DJKA dan KAI Daop 7 Lakukan Ramp Check Jelang Angkutan Nataru 2025/2026
- account_circle Kriswanto
- calendar_month Sabtu, 15 Nov 2025
- visibility 9
- print Cetak
info Atur ukuran teks artikel ini untuk mendapatkan pengalaman membaca terbaik.

Sinergia | Kota Madiun – Tim dari Direktorat Jenderal Perkeretaapian (DJKA) Kementerian Perhubungan melalui Balai Teknik Perkeretaapian (BTP) Kelas I Surabaya melakukan pemeriksaan keselamatan atau ramp check di wilayah PT KAI Daerah Operasi (Daop) 7 Madiun. Pemeriksaan tersebut merujuk pada aturan dalam Peraturan Menteri Perhubungan Nomor PM 48 Tahun 2015 mengenai standar pelayanan minimum angkutan penumpang kereta api.
“Pada periode 10–14 November, Tim DJKA melakukan pengecekan menyeluruh untuk memastikan kesiapan Daop 7 Madiun dalam menghadapi masa Angkutan Natal dan Tahun Baru (Nataru) 2025/2026. Selain itu, tim juga melakukan evaluasi terhadap penerapan Standar Pelayanan Minimum (SPM),” terang Manager Humas KAI Daop 7 Madiun, Rokhmad Makin Zainul, Sabtu (15/11/2025).
Pengecekan dilakukan bersama tim dari Kantor Pusat PT KAI dan jajaran Daop 7 Madiun menyusuri lintas pelayanan serta stasiun-stasiun di kawasan tersebut. Stasiun yang masuk dalam pemeriksaan antara lain Stasiun Blitar, Ngunut, Tulungagung, Kediri, Papar, Kertosono, Jombang, Nganjuk, Magetan, Madiun, dan Ngawi.
Sementara untuk operasional KA jarak jauh komersial yang diberangkatkan dari Daop 7, turut diperiksa KA Singasari, KA Bangunkarta, KA Brantas, dan KA Darmawangsa, termasuk rangkaian KA lain yang melintasi wilayah tersebut.
“Di area stasiun, pemeriksaan mencakup aspek keselamatan seperti APAR, penunjuk jalur evakuasi, titik kumpul, dan nomor darurat.

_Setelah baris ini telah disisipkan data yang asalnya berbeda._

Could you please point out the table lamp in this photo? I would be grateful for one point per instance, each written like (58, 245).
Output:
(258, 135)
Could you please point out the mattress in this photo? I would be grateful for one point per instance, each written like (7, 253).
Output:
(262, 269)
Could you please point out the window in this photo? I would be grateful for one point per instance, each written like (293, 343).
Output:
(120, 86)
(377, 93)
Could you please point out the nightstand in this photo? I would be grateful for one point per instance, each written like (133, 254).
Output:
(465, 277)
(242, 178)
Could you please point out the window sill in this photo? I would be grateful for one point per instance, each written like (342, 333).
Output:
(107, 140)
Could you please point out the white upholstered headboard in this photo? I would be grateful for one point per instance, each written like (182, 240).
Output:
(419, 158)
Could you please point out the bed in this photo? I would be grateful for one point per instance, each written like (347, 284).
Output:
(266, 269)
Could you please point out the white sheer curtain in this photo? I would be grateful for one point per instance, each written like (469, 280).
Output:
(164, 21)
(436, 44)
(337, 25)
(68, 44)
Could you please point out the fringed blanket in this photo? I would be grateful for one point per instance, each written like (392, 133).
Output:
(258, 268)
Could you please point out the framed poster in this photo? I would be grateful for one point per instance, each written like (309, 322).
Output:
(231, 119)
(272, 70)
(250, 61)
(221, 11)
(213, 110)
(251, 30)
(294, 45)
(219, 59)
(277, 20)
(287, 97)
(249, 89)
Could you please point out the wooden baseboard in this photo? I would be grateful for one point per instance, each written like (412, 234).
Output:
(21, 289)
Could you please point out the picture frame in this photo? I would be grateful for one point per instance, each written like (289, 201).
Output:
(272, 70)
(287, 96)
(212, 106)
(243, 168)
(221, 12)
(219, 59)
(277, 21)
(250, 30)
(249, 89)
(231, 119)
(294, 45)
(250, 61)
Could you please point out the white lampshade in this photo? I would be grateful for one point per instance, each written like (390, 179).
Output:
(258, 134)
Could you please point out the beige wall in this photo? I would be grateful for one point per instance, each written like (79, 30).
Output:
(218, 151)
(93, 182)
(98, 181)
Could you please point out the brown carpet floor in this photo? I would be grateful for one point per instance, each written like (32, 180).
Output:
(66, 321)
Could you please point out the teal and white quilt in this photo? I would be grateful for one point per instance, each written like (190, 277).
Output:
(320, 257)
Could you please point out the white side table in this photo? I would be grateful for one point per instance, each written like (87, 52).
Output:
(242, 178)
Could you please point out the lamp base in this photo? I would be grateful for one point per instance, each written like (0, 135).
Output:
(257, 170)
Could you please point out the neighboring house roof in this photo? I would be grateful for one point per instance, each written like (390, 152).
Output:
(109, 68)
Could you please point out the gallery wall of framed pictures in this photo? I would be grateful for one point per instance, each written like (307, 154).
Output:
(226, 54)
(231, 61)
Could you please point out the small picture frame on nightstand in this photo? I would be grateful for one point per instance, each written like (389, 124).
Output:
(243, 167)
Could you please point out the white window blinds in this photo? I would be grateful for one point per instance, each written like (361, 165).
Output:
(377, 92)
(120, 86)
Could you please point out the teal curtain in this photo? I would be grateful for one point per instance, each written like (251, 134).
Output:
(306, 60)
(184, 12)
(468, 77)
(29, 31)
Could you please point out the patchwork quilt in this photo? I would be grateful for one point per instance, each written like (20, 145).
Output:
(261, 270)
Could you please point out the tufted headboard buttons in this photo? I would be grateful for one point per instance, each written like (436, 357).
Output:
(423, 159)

Juga fasilitas kesehatan, di antaranya perlengkapan P3K, kursi roda, tandu, pencahayaan, serta ketersediaan pos kesehatan,” tambah Zainul.
Ia menyebutkan bahwa pemeriksaan lainnya menyasar sisi keamanan (CCTV, petugas keamanan, dan nomor darurat), layanan penumpang (loket, ruang tunggu, ruang boarding, toilet, dan musala), serta kejelasan informasi publik seperti denah stasiun, jadwal kereta, peta jaringan, hingga informasi ketersediaan kursi.
Pada rangkaian kereta, tim memeriksa peralatan keselamatan seperti APAR, rem darurat, jalur evakuasi, alat pemecah kaca, dan CCTV. Selain itu, dicek pula fasilitas kesehatan, data kontak kondektur bertugas, pencahayaan, kondisi toilet, pengatur suhu, hingga layanan bagi penumpang berkebutuhan khusus.
“Hasil pemeriksaan menunjukkan bahwa sebagian besar aspek layanan telah memenuhi standar sesuai PM 48 Tahun 2015. Ini tentu menjadi dorongan bagi Daop 7 Madiun untuk terus meningkatkan mutu pelayanan,” ungkap Zainul.
Ia berharap, kesiapan sarana dan prasarana di stasiun maupun di dalam KA dapat mendukung kelancaran angkutan Nataru 2025/2026. “Dengan fasilitas yang makin baik, kami ingin memastikan masyarakat mendapatkan pengalaman perjalanan yang aman, nyaman, dan tepat waktu. KAI selalu berkomitmen mengutamakan keselamatan dalam setiap layanan,” tutupnya. (Sur/Krs).